This combines many viewpoints in different ways. At one level, it alternates between heartwrenching pencil drawings of dark time with a few sporadic scenes from decades after the war, drawn in cheery pastels. The recent images capture snapshots of a happy household, with a child of four or five starting to learn the traditions of Judaism. Wartime scenes show a similar child, torn from her life one step ahead of the antisemitic roundups. That child sees things no child should ever see, saved from the horror of knowing them only by having no way to understand what she has seen. We see them, though, and understand. We see a German officer forcing himself on the child's mother again and again, leaving her sobbing after each encounter - the child thinks she's sad to see him leave. Likewise, that wartime child can re-enact but not comprehend the bombing of the city around her, or the death of a devout Jew's faith in God.
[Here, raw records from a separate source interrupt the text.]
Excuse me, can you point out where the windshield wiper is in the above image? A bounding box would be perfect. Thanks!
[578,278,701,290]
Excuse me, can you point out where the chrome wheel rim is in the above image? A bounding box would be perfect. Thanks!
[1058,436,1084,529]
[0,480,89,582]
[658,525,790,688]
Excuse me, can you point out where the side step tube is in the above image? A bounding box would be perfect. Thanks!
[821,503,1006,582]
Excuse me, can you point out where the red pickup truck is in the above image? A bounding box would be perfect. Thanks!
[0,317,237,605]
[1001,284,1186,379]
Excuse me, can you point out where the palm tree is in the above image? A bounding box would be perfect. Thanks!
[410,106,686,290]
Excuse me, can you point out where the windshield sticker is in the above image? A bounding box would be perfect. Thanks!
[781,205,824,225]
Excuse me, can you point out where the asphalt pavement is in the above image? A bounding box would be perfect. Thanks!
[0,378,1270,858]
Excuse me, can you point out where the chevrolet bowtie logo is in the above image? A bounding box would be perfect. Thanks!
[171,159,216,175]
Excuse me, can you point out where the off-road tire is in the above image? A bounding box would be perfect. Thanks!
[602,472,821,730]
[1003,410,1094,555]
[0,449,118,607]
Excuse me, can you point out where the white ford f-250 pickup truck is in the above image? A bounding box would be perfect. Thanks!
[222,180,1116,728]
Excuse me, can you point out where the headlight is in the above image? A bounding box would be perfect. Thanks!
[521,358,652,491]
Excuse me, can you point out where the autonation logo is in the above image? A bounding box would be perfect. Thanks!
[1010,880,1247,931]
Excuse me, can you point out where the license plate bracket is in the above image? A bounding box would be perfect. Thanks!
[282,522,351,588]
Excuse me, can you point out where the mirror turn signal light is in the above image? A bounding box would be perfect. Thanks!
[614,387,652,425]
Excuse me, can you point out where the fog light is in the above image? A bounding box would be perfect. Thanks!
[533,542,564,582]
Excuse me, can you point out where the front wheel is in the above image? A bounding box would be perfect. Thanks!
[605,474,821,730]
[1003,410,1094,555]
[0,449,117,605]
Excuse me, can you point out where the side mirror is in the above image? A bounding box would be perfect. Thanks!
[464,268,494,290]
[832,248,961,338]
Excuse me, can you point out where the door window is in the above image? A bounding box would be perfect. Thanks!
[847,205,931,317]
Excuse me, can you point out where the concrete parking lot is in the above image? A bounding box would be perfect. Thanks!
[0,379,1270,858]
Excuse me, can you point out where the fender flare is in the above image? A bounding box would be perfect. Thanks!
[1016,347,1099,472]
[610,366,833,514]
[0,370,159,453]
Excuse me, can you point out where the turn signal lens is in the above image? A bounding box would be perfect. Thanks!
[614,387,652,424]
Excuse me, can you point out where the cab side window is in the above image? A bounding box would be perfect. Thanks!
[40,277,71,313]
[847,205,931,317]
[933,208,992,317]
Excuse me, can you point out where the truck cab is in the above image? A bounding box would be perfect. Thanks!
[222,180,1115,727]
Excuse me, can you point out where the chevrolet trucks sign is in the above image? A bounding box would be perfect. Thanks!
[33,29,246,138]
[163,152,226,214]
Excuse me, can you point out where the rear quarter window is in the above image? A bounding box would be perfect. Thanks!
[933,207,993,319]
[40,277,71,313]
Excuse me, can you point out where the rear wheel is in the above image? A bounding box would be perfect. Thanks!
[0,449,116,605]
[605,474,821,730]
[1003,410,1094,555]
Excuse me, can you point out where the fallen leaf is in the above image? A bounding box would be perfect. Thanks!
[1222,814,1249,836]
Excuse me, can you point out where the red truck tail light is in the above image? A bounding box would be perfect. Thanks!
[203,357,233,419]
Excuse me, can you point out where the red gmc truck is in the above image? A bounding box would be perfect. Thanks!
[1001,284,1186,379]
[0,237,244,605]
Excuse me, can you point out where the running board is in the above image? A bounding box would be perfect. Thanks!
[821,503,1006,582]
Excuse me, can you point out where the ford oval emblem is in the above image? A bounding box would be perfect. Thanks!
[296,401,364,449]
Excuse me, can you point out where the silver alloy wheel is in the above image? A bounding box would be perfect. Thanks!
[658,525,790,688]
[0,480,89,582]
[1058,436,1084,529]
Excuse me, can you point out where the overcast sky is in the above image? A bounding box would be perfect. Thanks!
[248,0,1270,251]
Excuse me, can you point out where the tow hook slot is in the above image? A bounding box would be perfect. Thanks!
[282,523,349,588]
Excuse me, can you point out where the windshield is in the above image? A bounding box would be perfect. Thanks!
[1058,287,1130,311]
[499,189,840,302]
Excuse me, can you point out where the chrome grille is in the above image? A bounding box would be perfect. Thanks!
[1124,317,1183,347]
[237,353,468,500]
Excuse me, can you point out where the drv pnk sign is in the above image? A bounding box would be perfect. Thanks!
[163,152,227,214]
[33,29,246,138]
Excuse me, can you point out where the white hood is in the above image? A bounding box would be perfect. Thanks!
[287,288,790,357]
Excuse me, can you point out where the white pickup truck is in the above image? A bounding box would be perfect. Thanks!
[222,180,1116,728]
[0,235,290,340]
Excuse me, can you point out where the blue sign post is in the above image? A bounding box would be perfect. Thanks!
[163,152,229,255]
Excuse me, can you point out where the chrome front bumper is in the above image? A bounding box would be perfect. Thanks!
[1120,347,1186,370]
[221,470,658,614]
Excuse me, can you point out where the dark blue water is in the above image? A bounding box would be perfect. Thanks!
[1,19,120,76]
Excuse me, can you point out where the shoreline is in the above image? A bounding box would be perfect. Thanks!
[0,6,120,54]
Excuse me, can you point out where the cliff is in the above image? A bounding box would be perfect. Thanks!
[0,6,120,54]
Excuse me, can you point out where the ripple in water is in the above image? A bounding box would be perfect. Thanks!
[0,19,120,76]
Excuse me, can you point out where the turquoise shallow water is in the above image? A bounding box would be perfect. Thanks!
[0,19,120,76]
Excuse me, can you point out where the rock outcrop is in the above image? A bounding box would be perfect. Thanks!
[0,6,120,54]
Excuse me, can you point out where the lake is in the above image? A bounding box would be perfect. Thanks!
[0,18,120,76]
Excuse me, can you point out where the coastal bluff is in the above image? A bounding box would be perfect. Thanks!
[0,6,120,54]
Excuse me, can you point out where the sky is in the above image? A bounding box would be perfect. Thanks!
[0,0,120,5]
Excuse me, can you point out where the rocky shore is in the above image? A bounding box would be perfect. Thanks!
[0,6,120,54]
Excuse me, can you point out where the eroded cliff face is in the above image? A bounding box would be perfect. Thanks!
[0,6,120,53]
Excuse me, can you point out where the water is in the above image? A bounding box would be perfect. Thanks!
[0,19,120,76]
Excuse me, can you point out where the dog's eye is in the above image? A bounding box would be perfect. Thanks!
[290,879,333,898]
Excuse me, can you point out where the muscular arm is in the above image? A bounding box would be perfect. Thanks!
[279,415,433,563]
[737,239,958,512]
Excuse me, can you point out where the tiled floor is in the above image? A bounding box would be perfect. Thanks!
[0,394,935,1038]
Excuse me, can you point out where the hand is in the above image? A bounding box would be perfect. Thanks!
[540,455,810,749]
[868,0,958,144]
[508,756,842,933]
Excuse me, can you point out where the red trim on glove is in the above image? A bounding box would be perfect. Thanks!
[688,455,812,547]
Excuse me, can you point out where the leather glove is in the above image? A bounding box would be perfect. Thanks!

It's never explicit, but most of the story seems to have a happy ending. That wartime child grows up, and becomes mother to the modern-time child that we see in the color pages. Maybe any evil, even one of that magnitude, can pass. It must not be forgotten, though, and we now live in crucial years for capturing those experiences. People who lived through that time as adults are passing away and, each time, another set of memories vanishes forever. Katin captures a few of those memories from her own parents and family, and from her own child's-eye experience. Some might find this painful to read - it describes a painful time. A solid core of optimism makes it bearable, though, as in so many other areas of life.